2010s: Sold Out

This has been a very busy week for us. Just a few short weeks back, we sold out of our 2010 vintage, which was greatly appreciated though a complete shock. We have decided to sell a much higher percentage to those that are actually enjoying our wines, selling direct to make sure that we are building relationships as we feel that this is not only an important part of a business, but also an important part of wine.

From where I am standing, I’m excited to have everyone come by with an interest in the wines, or wine in general. It is all about sharing and coming together. Of course, I have to speak about our wines. But, I look at a visit as a new relationship, a chance to learn from each other and if nothing else come share ideas and experiences over a few pours. This connection is one of the most inspiring things about wine and it is a humbling, engaging part of what we do everyday. To encourage more of these relationships, it was easy to see that there was a need to focus where our wines are being placed and offered. We seen the wines from birth to graduation, it is with great interest that we follow up on our wines’ evolution.

With evolution, we can now speak of the 2010s moving gracefully toward malolactic fermentation. As with the 2009s, we have done nothing to encourage or discourage how the wines move through each step. We trust that if the terroir has proven itself, the vineyard work has been sound and we have been careful and clean that the wines can take care of the rest. No, this is in no way the safer thing to do. But, I can’t imagine rushing, stopping, or limiting the development of a wine based upon my assumptions. In fact, much of the way that we approach things here is based upon the welcomed understanding that we don’t know much about how our actions will change things – though they may seem harmless ‘scientifically’.

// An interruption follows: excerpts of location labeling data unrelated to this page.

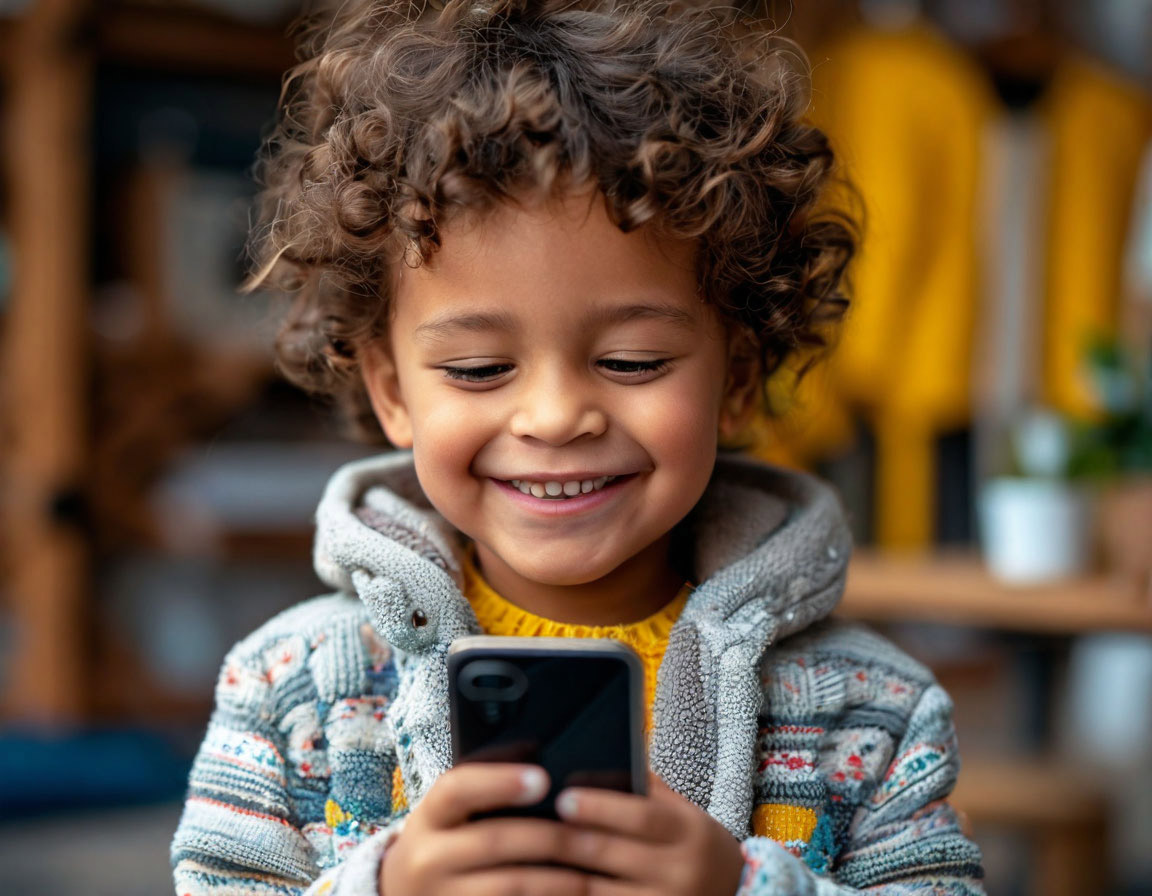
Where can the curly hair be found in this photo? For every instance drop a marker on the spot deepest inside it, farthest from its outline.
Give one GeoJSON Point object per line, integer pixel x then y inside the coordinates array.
{"type": "Point", "coordinates": [688, 120]}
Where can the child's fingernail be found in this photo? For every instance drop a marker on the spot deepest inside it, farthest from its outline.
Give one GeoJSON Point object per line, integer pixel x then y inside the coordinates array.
{"type": "Point", "coordinates": [533, 784]}
{"type": "Point", "coordinates": [567, 804]}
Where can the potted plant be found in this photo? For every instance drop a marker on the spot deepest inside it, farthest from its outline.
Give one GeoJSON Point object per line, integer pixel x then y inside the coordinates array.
{"type": "Point", "coordinates": [1036, 519]}
{"type": "Point", "coordinates": [1115, 454]}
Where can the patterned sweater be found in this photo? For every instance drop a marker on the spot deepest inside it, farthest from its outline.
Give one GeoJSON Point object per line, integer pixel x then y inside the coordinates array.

With this thought, it is important to be respectful of each step of the wine’s development, while of course being watchful for anything potentially harmful to the wines. There are always things to measure, compare and learn. Though, if I change things, I really am complicating what I can take from the experience. To this end, I am still all too excited when something ‘happens’. The sound of residual co2 popping along after going to barrel, the last bits of sugar finishing primary fermentation, the slow development of fragrances coming from the barrel when opened to top up. We are now just awaiting the moment when the soft fizzing sound comes back to the cave letting us know that malolactic fermentation has begun. It is all an interesting, mysterious, exciting thing to be around. And quite frankly, each of these moments pleases me to no end. I haven’t done much, but everything is already there, inherent in the soil, vines, grapes and microclimate. Just being part of this symphony shows me just how much potential there really is with such depth around me.

In short, malolactic fermentation should be taking any moment as outside temperatures (and eventually cave temperatures) rise in the coming weeks. Knowing I played such a small role in the wine’s development truly pleases me to no end.